Jessica then began to explain the intricacies of cross-country scoring, which she likened to the scoring of card games. You could win a game of gin rummy even if you never won a hand, simply by playing smart and never getting stuck with a high card. Same with cross-country meets. Even if none of your runners cracked the top five, you could still win if your top five runners managed to beat the fourth and fifth runners of other teams.

Clearspring’s coach, who was leading the course walk, interrupted them. “We’re going to make a sharp U-turn up ahead,” he said, yelling to be heard. “Then you’ll be going downhill for about a half mile, back toward the school.”

“This is my favorite part,” Jessica said.

“Seems like it would be everyone’s.”

Jessica shook her head. “Some people hate going downhill. They get so afraid of falling that they slow down. And then they fall anyway.”

Dean had a vision of Nicole and Stephanie running down the hill behind the farmhouse — before it was Joelle’s house, when Nicole’s parents still lived there. It was summer, and Stephanie was little, maybe four years old, with squat legs and arms that motored to keep up with her mother. Nicole was trying to run slowly, so as not to get too far ahead of Stephanie, but at some point she gave up and let gravity take hold. The joy in her body was obvious as she leaped across the last few yards of grass. Dean remembered feeling as if there was something eternal in that joy. As if it was some salient quality that would never leave his wife.

LAIRD’S HOUSE WAS filled with morning light; it shone unimpeded through the bare windows. Stephanie woke up in a mellow, observant daze, faintly hungover and hungry. Laird’s broad back faced her, an amazing situation. She tickled the back of his neck. Then a flicker of urgent feeling prodded her to remember something about the morning.

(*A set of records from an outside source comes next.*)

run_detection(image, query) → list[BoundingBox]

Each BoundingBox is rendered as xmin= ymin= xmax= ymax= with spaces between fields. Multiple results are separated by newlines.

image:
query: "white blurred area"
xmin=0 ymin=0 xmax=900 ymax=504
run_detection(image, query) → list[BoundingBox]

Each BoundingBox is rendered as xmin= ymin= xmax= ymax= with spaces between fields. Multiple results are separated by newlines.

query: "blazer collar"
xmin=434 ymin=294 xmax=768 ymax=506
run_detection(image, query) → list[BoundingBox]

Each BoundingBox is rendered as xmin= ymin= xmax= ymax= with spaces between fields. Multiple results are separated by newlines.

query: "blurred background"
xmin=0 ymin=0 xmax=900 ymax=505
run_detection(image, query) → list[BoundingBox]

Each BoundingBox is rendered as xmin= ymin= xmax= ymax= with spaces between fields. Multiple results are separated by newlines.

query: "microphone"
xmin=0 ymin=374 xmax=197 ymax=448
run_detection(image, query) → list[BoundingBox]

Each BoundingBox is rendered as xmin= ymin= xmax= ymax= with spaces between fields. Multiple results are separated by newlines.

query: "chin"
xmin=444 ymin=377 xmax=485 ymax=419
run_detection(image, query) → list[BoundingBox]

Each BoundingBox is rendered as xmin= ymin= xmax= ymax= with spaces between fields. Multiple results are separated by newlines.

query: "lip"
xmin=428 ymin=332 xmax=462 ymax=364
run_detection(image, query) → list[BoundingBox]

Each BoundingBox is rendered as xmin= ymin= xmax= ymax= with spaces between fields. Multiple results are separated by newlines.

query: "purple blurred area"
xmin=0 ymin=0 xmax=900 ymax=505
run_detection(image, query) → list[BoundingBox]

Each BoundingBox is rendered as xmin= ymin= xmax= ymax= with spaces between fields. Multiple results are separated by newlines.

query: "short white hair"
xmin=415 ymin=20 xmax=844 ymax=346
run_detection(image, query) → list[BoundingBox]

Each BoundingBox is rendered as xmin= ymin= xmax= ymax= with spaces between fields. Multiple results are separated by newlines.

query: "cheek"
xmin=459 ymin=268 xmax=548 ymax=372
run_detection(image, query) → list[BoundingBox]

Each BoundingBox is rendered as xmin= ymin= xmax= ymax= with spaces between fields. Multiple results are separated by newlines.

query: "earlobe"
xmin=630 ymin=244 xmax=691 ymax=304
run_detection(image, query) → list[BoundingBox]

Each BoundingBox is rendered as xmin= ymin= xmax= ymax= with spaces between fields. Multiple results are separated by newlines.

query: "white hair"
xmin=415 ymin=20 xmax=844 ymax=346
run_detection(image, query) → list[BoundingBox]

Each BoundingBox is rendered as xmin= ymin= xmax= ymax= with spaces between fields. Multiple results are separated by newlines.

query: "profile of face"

“Shit!” she said, sitting up. “The meet.”

Laird rolled onto his back, rubbing his sleepy eyes with his big hands.

Stephanie was already getting dressed, changing out of Laird’s Pearl Jam T-shirt and pulling on her skirt. She felt self-conscious changing in front of him, but when she turned away from him, she was facing the unadorned window. And there were houses nearby! Where had they come from? Last night, she and Laird had lived in their own moonlit world. She picked up their empty beer cans and tied them up in the plastic bag. She put the chairs back and rubbed the wall-to-wall carpeting with her foot, trying to erase the indentations the chairs’ legs had made. Everything seemed so sordid, the rental furniture dingy. She remembered her father at the bar, sitting at some flimsy table, with that Laura across from him. How long had he been seeing her? Had her mother known?

She thought of her mother trying to cut the lemon in the morning light.

“What meet?” Laird asked.

“It’s nothing, I have to go. We have to fix the quilt. What if the Realtor comes?”

“I can drive you,” Laird said, pulling on his boxers.

“I have to go to Clearspring. That’s, like, an hour away.”

“You think I have someplace better to be?”

She felt a wave of affection for him, this boy standing in the guest room of his old house.

They stopped at Sheetz for doughnuts and coffee drinks from the cappuccino machine. The sugary brew cut through the fog of her hangover, as did Laird’s music, a worn-out mixtape of hard-edged rock bands like Korn and Nine Inch Nails, bands that would normally be too aggressive for her. But that was what she wanted to hear now, as she stewed over her father’s transgressions. Outside, the overcast sky was giving way to sunshine, and by the time they reached Clearspring, the place was an illustration of its name, seeming to exist in its own cloudless atmosphere.